Aachen: Laub, überall Laub: Der trockene Sommer ist schuld

Aachen: Laub, überall Laub: Der trockene Sommer ist schuld

Was wiegt ein Blatt vom Baum? Kaum der Rede wert. Und wieso schaffen der Stadtbetrieb und die zuständige Spedition derzeit Tonne um Tonne des bunten Zeugs Richtung Kompostanlage? Natürlich weil tiefer Herbst ist und damit die Zeit fürs große Abblättern gekommen ist.

Vollkommen normal also, dennoch liegen all jene Aachener richtig, die der Ansicht sind, dass die Laubmassen in diesem Jahr besonders gewaltig ausfallen.

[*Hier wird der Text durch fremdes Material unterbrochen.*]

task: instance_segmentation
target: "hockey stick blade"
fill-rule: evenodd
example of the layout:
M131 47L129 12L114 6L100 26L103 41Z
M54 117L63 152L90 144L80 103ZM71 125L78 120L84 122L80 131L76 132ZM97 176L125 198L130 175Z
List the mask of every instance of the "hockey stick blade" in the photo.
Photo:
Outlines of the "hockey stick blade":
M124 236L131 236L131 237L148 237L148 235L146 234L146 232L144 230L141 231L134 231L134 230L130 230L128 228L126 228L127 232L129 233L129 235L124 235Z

Die Experten bestätigen die Wahrnehmung: Alles kommt auf einmal runter, und wenn sich 100.000 „Straßen- und Anlagenbäume”, so der Fachausdruck, in dermaßen kurzer Zeit ihres Schmucks entledigen, türmt es sich eben.

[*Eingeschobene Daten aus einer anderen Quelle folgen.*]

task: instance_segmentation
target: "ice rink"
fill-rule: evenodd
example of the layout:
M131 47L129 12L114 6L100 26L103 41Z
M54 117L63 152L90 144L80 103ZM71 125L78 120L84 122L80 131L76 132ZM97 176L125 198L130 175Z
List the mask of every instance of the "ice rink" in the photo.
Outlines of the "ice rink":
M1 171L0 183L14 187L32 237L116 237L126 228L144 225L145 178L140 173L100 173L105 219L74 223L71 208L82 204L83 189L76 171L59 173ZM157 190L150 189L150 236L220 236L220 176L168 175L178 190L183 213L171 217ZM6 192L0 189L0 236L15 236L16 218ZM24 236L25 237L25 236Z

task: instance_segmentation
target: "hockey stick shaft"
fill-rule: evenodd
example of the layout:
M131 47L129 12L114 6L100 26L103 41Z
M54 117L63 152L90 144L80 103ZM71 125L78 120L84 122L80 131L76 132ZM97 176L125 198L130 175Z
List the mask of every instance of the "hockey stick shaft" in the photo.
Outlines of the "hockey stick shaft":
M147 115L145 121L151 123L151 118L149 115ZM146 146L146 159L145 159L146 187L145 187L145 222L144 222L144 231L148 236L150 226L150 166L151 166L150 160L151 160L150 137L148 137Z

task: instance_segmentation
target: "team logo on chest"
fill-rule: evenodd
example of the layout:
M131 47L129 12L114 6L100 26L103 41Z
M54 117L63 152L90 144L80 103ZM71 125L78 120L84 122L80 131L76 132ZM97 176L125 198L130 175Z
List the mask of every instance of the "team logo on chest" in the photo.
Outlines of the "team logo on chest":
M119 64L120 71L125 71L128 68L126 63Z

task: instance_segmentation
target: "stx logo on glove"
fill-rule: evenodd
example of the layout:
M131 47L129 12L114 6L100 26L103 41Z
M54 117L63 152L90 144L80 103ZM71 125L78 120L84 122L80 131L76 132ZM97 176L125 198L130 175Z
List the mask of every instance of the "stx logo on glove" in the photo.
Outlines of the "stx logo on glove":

Detlef Sambale, Abteilungsleiter Grün- und Freiflächenpflege beim Stadtbetrieb, sagt: „In der Menge kommt nicht mehr runter als sonst, aber richtig ist, dass sich die Sache auf einen kleineren Zeitraum verteilt” - zurückzuführen unter anderem auf den trockenen Sommer. Am liebsten hätten es die städtischen Laubsammler, wenn bis Allerheiligen ein Großteil des Materials am Boden läge, doch davon kann im Jahr 2010 überhaupt nicht die Rede sein. Was bedeutet, dass es sich jetzt knubbelt.

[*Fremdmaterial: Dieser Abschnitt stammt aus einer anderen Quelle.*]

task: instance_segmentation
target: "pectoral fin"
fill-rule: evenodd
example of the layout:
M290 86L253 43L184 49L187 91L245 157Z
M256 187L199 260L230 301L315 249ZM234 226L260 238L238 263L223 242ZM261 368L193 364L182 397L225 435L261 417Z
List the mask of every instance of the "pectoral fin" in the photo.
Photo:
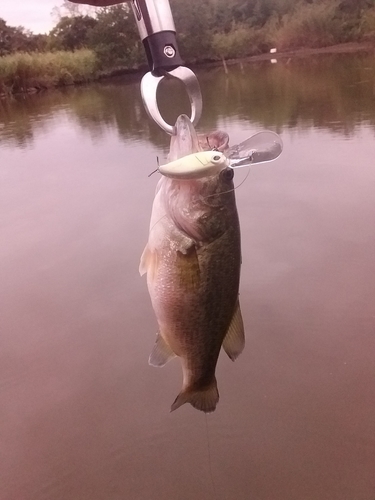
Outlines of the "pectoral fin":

Mit zu Laubbläsern umgerüsteten Großflächenmähern sind die Mitarbeiter des Stadtbetriebs zurzeit in Parks und Anlagen unterwegs, um das Laub zu langen Reihen oder riesigen Haufen zusammenzufegen, zwecks Abtransport in Containern. Auch die Kehrmänner haben alle Hände voll zu tun, Straßen und Plätze vom Laubteppich zu befreien. Anschließend wird alles, was „kompostierungsfähig” ist, von einem beauftragten Unternehmen zur Kompostanlage gefahren.

Bei exakt 99.800 Bäumen und zahllosen Großsträuchern im öffentlichen Raum (ohne die Wälder) kommt da einiges beisammen. Im Vergleich mit anderen Städten ist Aachen ziemlich gut bestückt mit innerörtlichem Baumbestand, in Bonn zum Beispiel kommt man nur auf 80.000 Exemplare.

Im Häcksler zerkleinern

Damit auch Laub anständig verrottet, wird geraten, es im Häcksler zu zerkleinern und anschließend mit anderem Abfall zu vermischen. Wenn sich Blatt auf Blatt presst und der ganze Klumpatsch keine große Oberfläche aufweist, wird nur schwer anständiger Kompost draus.

Unabhängig von der Witterung und egal, wie sich der Laubfall verteilt - bis in den Februar des jeweils nächsten Jahres hinein ist dem Stadtbetrieb die Beschäftigung mit dem Laub sicher. Dann kommt allmählich das Frühjahr, die Natur ergrünt, und ein paar Monate später hat sie es wieder hinter sich.

Der flächendeckende Einsatz von Laubbläsern erleichtert die Arbeit ungemein, erfreut aber nicht alle Beobachter, weil sie Ungemach für Teile der Tierwelt befürchten. Diese Sorge sei unbegründet, sagt dagegen Sambale, „denn so ein Käfer wird ja nur zu einem unfreiwilligen Flug gezwungen” und lande in aller Regel unbeschadet auf weicher Unterlage.